Made by the renowned Srb and Štýš company in Prague in the early 20th century, it marked the start of a lifelong love affair with the stars which has seen his photography used by NASA, in their high-profile 2018 announcement about Alpha Centauri, and featured by the BBC’s ‘The Sky at Night’, plus countless news organisations, and highlighted by equipment manufacturers (he still has the telescope, of course).
So just how all-encompassing is his passion for the stars?
“A few years ago, I built a fully robotic observatory in my garden,” says Zdeněk, an Affinity Photo user who lives in the Czech Republic.
“Without any assistance, it can capture images throughout the night, with the only human input being made from the comfort of the living room—hence, the nickname ‘Astronomy in Slippers’.”
The construction of Zdeněk’s observatory took more than eight years of work in the garage and has served as a model for much larger observatories over the entire world. But having a home set-up to envy hasn’t removed his appetite for exploring.
“I am an incredibly enthusiastic astronomer and, therefore, I can’t miss a single opportunity to capture an image of the Milky Way, especially in places where the night is so very dark. Luckily such opportunities often arise during my business travels.”

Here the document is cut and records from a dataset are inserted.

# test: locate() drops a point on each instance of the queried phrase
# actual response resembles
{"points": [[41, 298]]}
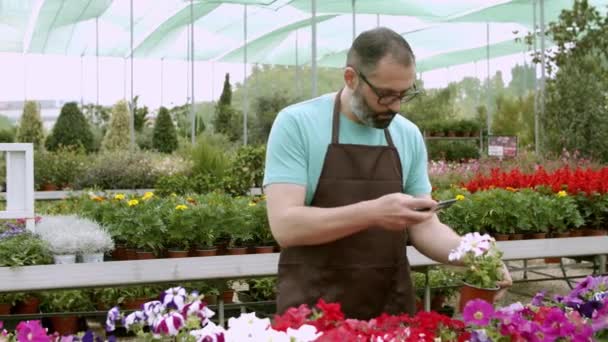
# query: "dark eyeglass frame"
{"points": [[386, 100]]}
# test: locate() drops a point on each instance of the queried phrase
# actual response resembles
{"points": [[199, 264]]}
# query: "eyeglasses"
{"points": [[388, 99]]}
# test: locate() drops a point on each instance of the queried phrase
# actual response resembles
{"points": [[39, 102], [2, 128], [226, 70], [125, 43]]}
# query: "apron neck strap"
{"points": [[335, 133]]}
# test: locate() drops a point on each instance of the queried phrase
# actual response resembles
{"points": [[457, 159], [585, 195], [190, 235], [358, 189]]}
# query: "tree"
{"points": [[576, 112], [266, 109], [118, 135], [164, 138], [224, 113], [70, 130], [139, 115], [31, 128]]}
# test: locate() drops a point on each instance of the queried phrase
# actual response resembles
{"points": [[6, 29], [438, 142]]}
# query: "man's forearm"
{"points": [[434, 239], [304, 225]]}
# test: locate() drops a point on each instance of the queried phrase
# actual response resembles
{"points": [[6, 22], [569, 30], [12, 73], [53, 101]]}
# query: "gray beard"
{"points": [[365, 114]]}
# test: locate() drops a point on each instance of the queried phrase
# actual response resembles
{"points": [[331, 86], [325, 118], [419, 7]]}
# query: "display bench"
{"points": [[133, 272]]}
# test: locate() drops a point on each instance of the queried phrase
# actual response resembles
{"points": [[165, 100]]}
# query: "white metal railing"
{"points": [[20, 182]]}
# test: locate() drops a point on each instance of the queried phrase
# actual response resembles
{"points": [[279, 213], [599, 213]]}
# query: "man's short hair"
{"points": [[373, 45]]}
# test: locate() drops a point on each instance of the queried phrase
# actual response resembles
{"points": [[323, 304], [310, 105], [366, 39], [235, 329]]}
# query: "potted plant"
{"points": [[7, 301], [262, 235], [482, 263], [21, 248], [564, 214], [139, 223], [96, 241], [237, 226], [71, 301], [181, 221]]}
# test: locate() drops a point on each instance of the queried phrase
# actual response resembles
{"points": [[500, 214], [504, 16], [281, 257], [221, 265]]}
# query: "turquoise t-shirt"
{"points": [[301, 133]]}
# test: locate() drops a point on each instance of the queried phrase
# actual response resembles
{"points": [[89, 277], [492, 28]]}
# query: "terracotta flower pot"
{"points": [[501, 237], [177, 253], [65, 325], [264, 249], [237, 250], [144, 255], [516, 236], [469, 292], [28, 306], [561, 235], [210, 299], [227, 296], [206, 252], [119, 253]]}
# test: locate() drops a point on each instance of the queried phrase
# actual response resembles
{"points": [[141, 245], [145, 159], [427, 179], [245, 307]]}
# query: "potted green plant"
{"points": [[482, 263], [67, 301], [23, 249], [238, 226], [262, 235], [7, 301], [139, 223], [181, 222]]}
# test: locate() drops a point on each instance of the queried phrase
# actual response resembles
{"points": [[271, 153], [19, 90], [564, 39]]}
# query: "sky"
{"points": [[67, 78]]}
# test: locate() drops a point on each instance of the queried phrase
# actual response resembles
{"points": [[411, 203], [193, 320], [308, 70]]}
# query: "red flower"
{"points": [[292, 318]]}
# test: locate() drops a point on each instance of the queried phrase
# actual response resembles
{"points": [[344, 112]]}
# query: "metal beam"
{"points": [[313, 61]]}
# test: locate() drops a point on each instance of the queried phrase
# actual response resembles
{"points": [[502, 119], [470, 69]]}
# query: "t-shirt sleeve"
{"points": [[286, 153], [418, 182]]}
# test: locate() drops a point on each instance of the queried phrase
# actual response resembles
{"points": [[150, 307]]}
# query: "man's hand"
{"points": [[397, 211], [505, 283]]}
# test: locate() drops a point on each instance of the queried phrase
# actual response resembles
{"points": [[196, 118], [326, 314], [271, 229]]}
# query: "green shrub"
{"points": [[118, 135], [30, 128], [120, 170], [71, 130], [452, 150], [164, 138]]}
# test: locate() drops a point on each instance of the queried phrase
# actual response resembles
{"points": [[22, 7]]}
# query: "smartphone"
{"points": [[439, 206]]}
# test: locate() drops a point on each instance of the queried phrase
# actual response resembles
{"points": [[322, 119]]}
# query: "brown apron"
{"points": [[368, 272]]}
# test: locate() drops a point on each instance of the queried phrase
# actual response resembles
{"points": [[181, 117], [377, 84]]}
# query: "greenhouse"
{"points": [[304, 170]]}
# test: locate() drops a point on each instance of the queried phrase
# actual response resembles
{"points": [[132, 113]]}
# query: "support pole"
{"points": [[298, 88], [489, 97], [246, 95], [542, 75], [162, 76], [354, 19], [192, 111], [96, 65], [313, 60], [131, 108]]}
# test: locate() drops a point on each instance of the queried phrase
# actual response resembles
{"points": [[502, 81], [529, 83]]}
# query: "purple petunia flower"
{"points": [[556, 324], [174, 298], [31, 331], [113, 316], [538, 298], [478, 312], [169, 324]]}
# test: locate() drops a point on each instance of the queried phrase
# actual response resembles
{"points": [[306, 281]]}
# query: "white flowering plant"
{"points": [[481, 258], [186, 317]]}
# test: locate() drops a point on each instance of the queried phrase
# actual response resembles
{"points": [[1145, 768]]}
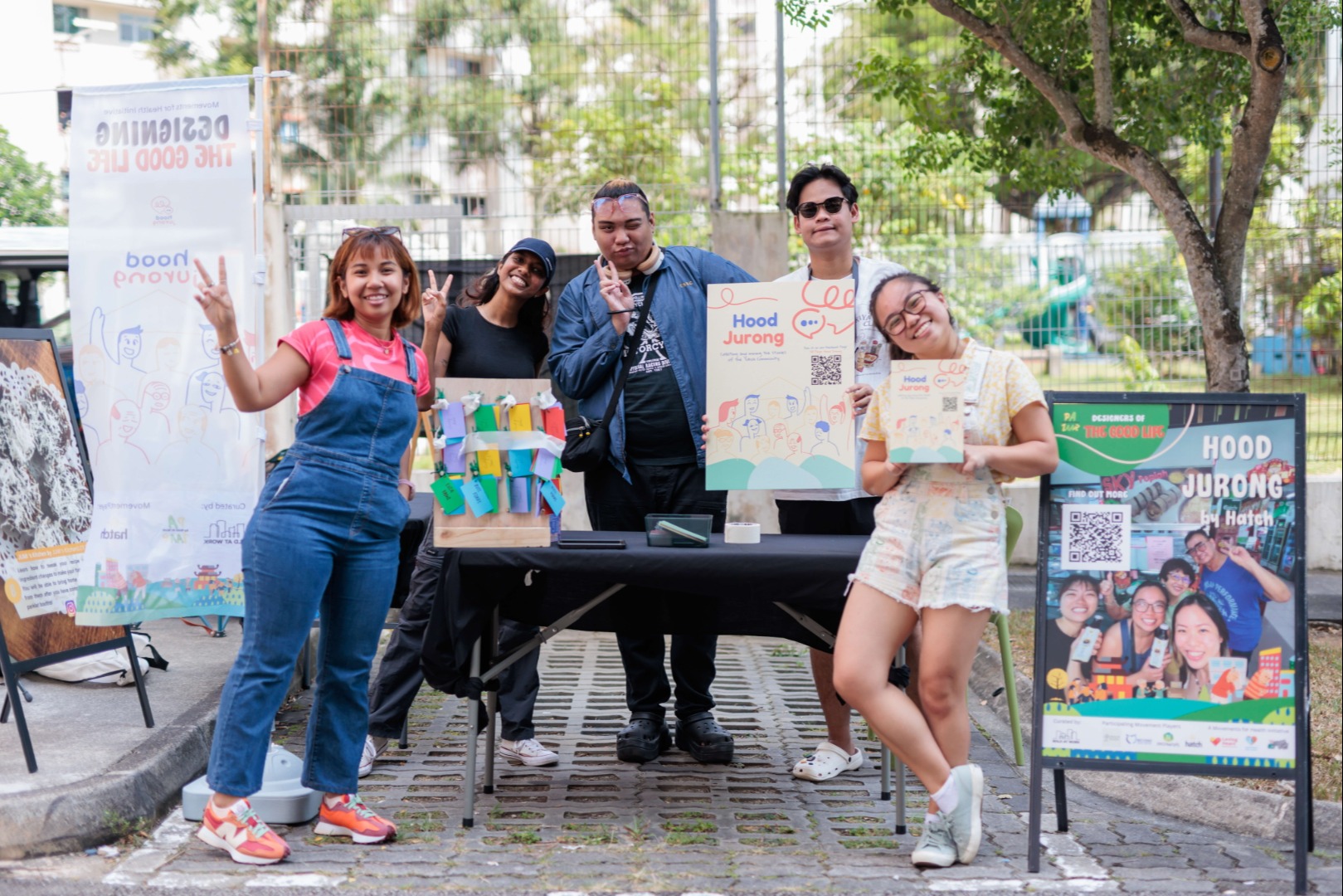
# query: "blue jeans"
{"points": [[320, 544]]}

The images you see here were captured by Zdeněk during a trip to the European Southern Observatory (ESO) in the southern Atacama Desert region of Chile.

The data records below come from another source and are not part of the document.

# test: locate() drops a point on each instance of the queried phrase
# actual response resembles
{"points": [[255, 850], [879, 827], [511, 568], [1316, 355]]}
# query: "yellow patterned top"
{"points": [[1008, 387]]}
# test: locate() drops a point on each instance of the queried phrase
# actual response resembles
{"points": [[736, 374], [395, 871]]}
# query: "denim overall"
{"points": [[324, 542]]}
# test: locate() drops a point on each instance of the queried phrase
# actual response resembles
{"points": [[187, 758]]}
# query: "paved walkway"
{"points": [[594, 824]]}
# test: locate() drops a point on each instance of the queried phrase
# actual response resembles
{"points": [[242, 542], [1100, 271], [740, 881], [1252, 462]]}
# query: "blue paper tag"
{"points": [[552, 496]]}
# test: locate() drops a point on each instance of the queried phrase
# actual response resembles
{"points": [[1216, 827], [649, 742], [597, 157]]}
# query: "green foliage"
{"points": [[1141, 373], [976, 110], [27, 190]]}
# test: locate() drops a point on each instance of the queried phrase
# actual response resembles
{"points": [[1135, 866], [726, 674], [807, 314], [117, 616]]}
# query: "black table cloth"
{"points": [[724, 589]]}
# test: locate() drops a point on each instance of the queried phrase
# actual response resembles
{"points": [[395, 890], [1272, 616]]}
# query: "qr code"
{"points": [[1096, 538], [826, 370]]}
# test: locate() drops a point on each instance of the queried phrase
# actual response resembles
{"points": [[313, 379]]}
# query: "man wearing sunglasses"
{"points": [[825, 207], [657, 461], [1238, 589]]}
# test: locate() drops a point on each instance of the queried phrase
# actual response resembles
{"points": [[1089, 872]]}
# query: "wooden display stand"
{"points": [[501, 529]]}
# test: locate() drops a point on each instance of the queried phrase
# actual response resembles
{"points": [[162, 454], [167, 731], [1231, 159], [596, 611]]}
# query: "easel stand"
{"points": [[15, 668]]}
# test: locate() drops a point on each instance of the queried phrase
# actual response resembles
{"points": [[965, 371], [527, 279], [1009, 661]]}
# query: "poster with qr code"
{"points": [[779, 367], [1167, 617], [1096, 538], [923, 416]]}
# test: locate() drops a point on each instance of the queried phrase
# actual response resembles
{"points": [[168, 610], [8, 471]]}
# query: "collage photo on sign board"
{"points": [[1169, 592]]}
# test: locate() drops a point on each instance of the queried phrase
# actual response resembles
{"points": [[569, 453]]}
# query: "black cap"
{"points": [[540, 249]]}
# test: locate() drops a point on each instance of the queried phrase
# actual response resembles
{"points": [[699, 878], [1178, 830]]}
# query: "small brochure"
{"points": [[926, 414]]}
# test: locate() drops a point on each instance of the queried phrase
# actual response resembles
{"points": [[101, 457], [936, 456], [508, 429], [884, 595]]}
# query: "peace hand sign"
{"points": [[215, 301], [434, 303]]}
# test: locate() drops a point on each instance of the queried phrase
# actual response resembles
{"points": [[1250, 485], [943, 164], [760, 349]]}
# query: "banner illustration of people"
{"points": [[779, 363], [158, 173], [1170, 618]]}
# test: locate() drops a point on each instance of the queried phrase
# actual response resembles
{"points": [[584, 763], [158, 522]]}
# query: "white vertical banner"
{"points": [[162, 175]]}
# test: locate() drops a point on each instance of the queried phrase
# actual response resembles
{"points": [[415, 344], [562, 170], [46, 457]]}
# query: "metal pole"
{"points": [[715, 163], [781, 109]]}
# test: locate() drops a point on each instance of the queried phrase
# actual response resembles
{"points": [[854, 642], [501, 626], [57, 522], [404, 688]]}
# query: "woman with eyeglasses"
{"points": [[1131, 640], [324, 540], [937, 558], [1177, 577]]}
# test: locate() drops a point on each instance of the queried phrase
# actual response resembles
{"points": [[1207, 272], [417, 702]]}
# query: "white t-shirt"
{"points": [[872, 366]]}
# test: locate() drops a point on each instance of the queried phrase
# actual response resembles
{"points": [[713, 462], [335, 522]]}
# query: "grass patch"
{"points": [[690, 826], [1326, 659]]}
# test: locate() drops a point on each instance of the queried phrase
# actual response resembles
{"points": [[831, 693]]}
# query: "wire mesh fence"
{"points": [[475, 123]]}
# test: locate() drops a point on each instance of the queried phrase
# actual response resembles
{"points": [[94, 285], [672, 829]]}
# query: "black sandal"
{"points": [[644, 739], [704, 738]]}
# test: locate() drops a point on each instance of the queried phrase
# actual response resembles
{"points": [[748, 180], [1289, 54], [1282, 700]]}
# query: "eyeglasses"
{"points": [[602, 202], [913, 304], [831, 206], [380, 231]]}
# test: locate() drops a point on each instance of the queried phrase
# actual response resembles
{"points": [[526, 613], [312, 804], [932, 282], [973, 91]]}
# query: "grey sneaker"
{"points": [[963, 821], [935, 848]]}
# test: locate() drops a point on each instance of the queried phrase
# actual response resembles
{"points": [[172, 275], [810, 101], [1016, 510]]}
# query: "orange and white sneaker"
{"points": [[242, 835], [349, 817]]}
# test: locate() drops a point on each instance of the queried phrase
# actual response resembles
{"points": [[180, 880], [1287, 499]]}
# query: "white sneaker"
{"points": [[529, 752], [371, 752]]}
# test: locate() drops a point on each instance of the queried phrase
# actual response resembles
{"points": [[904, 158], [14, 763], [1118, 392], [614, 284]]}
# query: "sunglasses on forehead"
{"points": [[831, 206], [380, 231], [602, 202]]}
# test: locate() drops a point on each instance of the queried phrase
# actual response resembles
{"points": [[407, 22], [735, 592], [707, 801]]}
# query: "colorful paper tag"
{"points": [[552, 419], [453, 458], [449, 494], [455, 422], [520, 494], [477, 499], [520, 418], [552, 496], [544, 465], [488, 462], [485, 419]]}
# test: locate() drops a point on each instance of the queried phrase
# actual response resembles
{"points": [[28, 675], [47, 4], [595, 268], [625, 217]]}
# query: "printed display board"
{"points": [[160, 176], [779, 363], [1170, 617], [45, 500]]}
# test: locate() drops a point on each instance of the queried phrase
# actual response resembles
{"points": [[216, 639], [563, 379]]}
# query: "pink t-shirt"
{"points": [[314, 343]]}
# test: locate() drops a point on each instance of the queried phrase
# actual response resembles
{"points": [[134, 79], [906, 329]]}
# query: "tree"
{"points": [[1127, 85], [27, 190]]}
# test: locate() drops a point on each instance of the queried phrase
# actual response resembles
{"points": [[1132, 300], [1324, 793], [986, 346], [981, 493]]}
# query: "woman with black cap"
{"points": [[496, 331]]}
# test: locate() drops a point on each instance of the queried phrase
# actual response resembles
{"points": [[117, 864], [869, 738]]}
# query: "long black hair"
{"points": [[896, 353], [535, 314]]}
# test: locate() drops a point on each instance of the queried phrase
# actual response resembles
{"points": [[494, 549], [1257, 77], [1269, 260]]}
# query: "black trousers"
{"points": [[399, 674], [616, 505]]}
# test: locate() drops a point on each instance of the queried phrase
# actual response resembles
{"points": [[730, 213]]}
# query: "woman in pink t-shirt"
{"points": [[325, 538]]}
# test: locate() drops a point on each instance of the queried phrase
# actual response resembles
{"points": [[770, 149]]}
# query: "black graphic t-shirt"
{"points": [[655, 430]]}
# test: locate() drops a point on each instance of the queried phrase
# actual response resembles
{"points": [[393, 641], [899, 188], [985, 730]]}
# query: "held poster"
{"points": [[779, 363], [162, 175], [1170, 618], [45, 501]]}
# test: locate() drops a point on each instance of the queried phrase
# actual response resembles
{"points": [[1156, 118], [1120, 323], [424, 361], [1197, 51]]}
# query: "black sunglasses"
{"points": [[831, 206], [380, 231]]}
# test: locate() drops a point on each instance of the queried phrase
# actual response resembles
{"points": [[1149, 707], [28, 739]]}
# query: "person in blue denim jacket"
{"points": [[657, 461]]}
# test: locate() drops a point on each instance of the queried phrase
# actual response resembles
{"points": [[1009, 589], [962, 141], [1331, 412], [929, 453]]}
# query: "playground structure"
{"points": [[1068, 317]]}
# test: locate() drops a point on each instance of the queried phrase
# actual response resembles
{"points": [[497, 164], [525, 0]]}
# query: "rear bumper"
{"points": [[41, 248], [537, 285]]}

“Due to its light pollution, Europe is far from being the perfect place for astronomy.”
The ESO is located at La Silla, which is a formidable 2,450m above sea level. Due to its remoteness, it’s not an easy task to reach the observatory.
“After the fifteen-hour flight, you find yourself in the middle of a stark desert,” says Zdeněk. “But as much as it may seem inhospitable, it’s a paradise to astronomers, rich with opportunities.”

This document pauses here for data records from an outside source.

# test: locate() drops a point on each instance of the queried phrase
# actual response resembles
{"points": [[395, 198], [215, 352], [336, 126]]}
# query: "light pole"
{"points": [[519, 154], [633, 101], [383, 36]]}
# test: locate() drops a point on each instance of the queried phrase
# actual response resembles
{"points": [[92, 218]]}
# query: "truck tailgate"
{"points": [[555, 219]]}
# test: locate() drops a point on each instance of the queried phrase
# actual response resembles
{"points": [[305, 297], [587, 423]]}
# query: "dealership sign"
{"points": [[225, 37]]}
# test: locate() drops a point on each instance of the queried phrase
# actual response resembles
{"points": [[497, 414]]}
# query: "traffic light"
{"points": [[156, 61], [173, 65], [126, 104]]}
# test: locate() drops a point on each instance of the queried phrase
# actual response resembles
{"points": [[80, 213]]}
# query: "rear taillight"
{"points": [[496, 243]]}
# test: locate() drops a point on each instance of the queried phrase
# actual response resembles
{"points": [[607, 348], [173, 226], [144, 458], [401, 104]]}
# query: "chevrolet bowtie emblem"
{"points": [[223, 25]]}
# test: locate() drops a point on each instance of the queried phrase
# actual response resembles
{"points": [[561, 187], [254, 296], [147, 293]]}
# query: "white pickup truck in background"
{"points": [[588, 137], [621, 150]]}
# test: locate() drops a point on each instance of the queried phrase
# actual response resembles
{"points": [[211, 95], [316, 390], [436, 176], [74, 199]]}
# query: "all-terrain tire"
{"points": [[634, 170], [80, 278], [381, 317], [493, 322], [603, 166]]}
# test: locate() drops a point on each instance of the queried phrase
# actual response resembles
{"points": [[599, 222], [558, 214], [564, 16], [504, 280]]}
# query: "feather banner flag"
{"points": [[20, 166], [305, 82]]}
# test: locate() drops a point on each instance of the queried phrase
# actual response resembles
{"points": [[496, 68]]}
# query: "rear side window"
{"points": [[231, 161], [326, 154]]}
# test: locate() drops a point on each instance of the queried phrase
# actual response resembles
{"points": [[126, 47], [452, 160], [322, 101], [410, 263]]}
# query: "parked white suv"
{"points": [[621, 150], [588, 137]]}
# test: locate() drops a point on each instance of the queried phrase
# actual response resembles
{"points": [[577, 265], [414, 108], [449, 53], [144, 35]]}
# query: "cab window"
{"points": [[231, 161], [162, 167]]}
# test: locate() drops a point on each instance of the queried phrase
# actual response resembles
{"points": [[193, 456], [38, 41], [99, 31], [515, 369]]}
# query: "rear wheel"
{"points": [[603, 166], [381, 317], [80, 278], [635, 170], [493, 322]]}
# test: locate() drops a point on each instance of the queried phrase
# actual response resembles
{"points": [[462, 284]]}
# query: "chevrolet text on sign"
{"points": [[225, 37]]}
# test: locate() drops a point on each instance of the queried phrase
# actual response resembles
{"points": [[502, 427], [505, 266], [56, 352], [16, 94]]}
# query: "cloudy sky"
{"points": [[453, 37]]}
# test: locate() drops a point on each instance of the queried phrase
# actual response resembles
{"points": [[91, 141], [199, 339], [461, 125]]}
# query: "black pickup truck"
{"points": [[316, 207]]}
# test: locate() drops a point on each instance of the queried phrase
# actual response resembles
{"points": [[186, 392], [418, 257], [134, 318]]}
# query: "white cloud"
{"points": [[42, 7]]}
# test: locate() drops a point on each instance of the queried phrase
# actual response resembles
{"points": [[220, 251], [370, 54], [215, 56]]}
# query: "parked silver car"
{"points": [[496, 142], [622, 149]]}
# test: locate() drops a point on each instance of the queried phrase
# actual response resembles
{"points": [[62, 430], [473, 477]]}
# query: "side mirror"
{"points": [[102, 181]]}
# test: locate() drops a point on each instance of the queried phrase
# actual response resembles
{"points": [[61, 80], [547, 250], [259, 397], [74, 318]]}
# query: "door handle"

The seclusion and the clear skies were among the main reasons ESO chose the location for its first base, which was set up in 1962. (Fifty years later, Zdeněk was involved in installing modern robotics.)
Zdeněk says: “It’s a place where the Milky Way throws a shadow spectacular. A place that prides itself on its dark blue hues and crystal-clear sky. Its special attributes come from the fact that Atacama, as one of the driest places on the planet, is very far from any cities and their light pollution.
“It truly is a once-in-a-lifetime experience, especially for Europeans. To see Orion ‘upside down’ and drowning in thousands of stars, is an unforgettable experience.”
Zdeněk says taking great images of the skies is not difficult, however it involves a notable amount of experience, a great deal of patience, and equipment (which must fit into a suitcase).
“The most important and essential part of equipment are the lenses. I use those of Carl Zeiss AG, namely ones from their Otus set, and a Nikon D810A camera designed specifically for astrophotography.”
The 85mm Otus is capable of capturing stars of up to 16.5 magnitude (perceived star size) per one pixel of the sensor.
As astonishing as this fact may be, such sensitivity is necessary to capture perfect images and later for editing.
“If you’re up for a real challenge, try capturing images of rare phenomenon such as Zodiacal light and Airglow (above).
“Capturing the fine structures of the Milky Way is also exceedingly difficult.”
“Finally,” says Zdeněk; “for editing I use a few software applications but the main one is Affinity Photo. I purchased this software more than a year ago and I was amazed by its intuitiveness and how powerful the software is.
“It makes editing photos much faster and offers a very user-friendly interface with easy-to-navigate tool panels.”